Picture courtesy of accrama on Flickr

So yesterday parliament decided that the executive and judicative powers in this country can lock me away without a charge for up to 42 days. I find that hard to defend and – being of rather simplistic nature – understand. If there is a suspicion that somebody is planning a terrorist act (or is a terrorist) the police will do what the police (and the secret services) in every country do what they do best: they investigate, research the facts and then arrest the individual, present him with the charges and get him in front of a judge who will then decide whether the charges are founded enough to bring him to trial.

So easy, so normal.

So, lets follow the British Government’s argumentation. The police/MI5 pick up that some bad person is planning a really nasty deed threatening human life. They are quite sure but lack the hard facts, so they arrest him under the counter terrorist bill and put him in a cell while they investigate further before charging him. I can understand that as well. But does is really have to be 42 days?
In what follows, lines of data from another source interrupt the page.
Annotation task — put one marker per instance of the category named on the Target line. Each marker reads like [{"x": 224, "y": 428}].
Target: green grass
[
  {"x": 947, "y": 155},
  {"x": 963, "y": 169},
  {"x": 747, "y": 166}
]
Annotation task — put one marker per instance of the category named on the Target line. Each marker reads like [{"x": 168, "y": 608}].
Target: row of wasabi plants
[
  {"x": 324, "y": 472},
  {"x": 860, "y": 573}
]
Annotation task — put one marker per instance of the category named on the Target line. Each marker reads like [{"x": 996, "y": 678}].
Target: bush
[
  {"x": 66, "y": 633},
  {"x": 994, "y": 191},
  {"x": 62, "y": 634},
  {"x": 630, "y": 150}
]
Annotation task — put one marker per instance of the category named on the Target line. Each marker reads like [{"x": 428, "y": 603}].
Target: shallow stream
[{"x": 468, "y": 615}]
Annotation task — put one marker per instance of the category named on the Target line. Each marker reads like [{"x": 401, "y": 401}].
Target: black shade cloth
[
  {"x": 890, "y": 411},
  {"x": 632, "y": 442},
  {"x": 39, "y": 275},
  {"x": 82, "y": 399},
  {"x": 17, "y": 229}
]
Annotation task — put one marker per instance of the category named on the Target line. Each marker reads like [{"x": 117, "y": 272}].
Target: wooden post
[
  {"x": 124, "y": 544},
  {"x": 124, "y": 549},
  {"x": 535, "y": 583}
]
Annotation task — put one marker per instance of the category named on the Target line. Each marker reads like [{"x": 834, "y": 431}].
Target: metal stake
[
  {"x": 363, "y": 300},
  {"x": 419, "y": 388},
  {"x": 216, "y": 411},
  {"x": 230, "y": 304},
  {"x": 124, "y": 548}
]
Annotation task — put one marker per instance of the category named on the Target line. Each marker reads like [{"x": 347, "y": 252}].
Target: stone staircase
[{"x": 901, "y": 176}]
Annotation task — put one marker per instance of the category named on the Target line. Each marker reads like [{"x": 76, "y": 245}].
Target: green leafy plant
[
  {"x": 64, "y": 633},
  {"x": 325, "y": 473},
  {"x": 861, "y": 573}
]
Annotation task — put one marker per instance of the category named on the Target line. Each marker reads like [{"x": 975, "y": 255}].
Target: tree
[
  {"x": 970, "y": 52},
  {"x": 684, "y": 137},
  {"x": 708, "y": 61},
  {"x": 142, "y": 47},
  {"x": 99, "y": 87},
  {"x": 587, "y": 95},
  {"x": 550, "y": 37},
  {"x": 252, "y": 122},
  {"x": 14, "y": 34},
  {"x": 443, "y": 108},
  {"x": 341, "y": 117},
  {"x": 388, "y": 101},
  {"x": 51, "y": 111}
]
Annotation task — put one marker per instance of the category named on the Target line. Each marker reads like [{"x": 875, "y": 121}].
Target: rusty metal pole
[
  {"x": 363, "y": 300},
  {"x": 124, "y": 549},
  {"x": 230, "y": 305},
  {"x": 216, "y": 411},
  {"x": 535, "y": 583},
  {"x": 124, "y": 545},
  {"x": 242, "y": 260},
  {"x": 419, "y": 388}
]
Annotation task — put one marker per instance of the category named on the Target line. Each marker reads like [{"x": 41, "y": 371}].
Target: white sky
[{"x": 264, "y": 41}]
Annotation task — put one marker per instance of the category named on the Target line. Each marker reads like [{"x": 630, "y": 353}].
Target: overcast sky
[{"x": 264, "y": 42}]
And why 42? Is Jacqui Smith – the British Home Secretary –  an avid Douglas Adams fan and finds that within 42 days she might find the answer to life, the universe and terrorist activity? And why did only 36 Labour MPs vote against this. And who knew that the DUP was actually still in parliament?

It makes me feel profoundly uncomfortable. This is a country that already has the highest number of CCTV cameras per capita in the world (one camera per 60 inhabitants) and easy access to ISP’s records. Together with wideranging powers of arrest without charge this is more than a little bit creepy.

And here’s where my confusion begins, but not ends. Being a left leaning liberal, plenty of ideas that the labour party stands for I support wholeheartedly: a (more or less) comprehensive health insurance for all, a commitment to excellent state education, egality in front of the law regardless of your sex or ethnicity, a safetynet for these not being able to thrive in society and who need support by the state. All these are goals I am happy to pay my taxes for. But then I look at the current labour government and I start becoming uncomfortable again. There are some policies that have profoundly backfired: Privatisation of the NHS? Polyclinics? Primary Care Trusts (don’t get me started)? No incentive for microgeneration? 10 pence income tax evaporation? Iraq? Still in Iraq after what, 5 years? Then I look at the policies of the Conservatives and the Liberal Democrats and start recalibrating my political compass.

And this morning David Davis, Shadow Home Secretary for the Conservatives resigns from parliament to express his outrage about the 42 days issue with some of the most stringent arguments on personal freedoms I have heard for some time.

My political compass is all over the place.